“你别他妈只懂尖叫,快干点什么。”水牛对着车手吼,不过这次他的方向还是不太准。
“噢噢噢……”车手依然像个深夜里被暴徒堵在小巷子里的女生那样惊慌失措地尖叫着。
砰。
第二次撞击过后,越野车被撞得失去了平衡,往小路外冲去。刹车声尖厉地响着,但最终还是四轮朝天翻在了农田里。
“耶!”富康车载着欢呼声开远了。
夜色已经降临。国道边的一家小饭店边,一辆花花绿绿的小轿车安静地停着。车子全身没有半点损坏,连漆皮也没磕破。
四个人坐在一张油油的白色塑料方桌边,桌上放了四菜一汤。除了阿峰,其他三人都没怎么动筷子。
“缓过来了?”阿峰问。
先前下车的时候,除了俞绛,那两个人都是靠阿峰架进店里的。
而嘴里说着“太刺激了,什么时候再来一次”的俞绛,左脚右脚,左脚右脚,花了差不多五分钟才挪进店里。
“比刚才缓过来点。”裘泽说。
“吃。”阿峰指着桌上的菜。
胖子苦着脸说:“有谁刚吐过能有好胃口的?”
“天都黑了,我们也该回上海了。”裘泽说。
“你们两个去北京一路小心点,我看至少附近一带这辆车肯定在警方挂上号了。”俞绛说。
“我赌没一个警察看清楚车牌。”胖子抬起下巴说,好像车是他开的似的。
“把画还到故宫博物院,飙车这点小祸就不算什么了。这幅画失而复得,没那么快再送到南京展出,说不定整个南下展出计划都会调整。这段时间里我们一定能把南街的巫术破除。”俞绛说。

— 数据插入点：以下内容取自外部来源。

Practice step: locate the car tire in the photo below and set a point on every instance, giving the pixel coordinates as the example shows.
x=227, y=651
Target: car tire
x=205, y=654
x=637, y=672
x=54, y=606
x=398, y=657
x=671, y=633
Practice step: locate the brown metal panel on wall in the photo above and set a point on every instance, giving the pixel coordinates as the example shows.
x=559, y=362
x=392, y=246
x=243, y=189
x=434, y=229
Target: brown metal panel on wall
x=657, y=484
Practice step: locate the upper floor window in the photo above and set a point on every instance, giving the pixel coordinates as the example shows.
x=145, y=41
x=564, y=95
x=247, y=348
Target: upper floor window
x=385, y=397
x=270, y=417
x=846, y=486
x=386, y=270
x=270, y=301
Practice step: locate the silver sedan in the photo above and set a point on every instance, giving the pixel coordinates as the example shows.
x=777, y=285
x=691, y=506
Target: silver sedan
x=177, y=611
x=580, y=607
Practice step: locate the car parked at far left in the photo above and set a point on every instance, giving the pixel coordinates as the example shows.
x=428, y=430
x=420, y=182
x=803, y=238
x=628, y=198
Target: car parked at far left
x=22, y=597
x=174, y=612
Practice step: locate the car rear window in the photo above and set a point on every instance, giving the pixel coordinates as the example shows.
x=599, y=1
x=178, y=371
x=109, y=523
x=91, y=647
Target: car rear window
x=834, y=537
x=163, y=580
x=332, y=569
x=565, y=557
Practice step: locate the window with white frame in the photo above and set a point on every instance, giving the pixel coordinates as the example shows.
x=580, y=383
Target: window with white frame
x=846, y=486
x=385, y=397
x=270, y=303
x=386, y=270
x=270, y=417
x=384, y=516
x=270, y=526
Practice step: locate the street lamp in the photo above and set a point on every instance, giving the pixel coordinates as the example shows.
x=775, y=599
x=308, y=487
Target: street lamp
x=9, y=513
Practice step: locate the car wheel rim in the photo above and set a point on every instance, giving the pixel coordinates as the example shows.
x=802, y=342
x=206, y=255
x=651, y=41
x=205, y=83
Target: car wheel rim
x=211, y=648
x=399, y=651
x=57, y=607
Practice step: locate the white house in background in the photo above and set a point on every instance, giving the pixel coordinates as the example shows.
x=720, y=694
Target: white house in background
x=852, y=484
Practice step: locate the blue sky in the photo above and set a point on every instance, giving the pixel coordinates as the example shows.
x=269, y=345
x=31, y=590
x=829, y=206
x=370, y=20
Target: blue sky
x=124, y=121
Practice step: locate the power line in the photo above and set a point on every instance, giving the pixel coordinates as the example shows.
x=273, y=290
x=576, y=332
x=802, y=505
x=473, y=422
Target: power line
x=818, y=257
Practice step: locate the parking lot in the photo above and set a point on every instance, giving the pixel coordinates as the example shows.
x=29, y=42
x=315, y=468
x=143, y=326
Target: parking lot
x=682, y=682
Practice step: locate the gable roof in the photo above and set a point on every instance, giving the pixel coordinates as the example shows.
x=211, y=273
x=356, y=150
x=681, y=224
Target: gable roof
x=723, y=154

“打南边来了个哑巴,腰里别了个喇叭。希望今晚就能成功。”阿峰说。
裘泽点了点头。
小饭店的门口有张露天台球桌,一个黄头发胳膊上有刺青的家伙原本正嬉笑着和老板娘打台球,不过现在已经停下来拄着球杆斜眼瞄着店里。俞绛虽然早已经解除了巫术效果,但还是比他旁边的老板娘漂亮许多。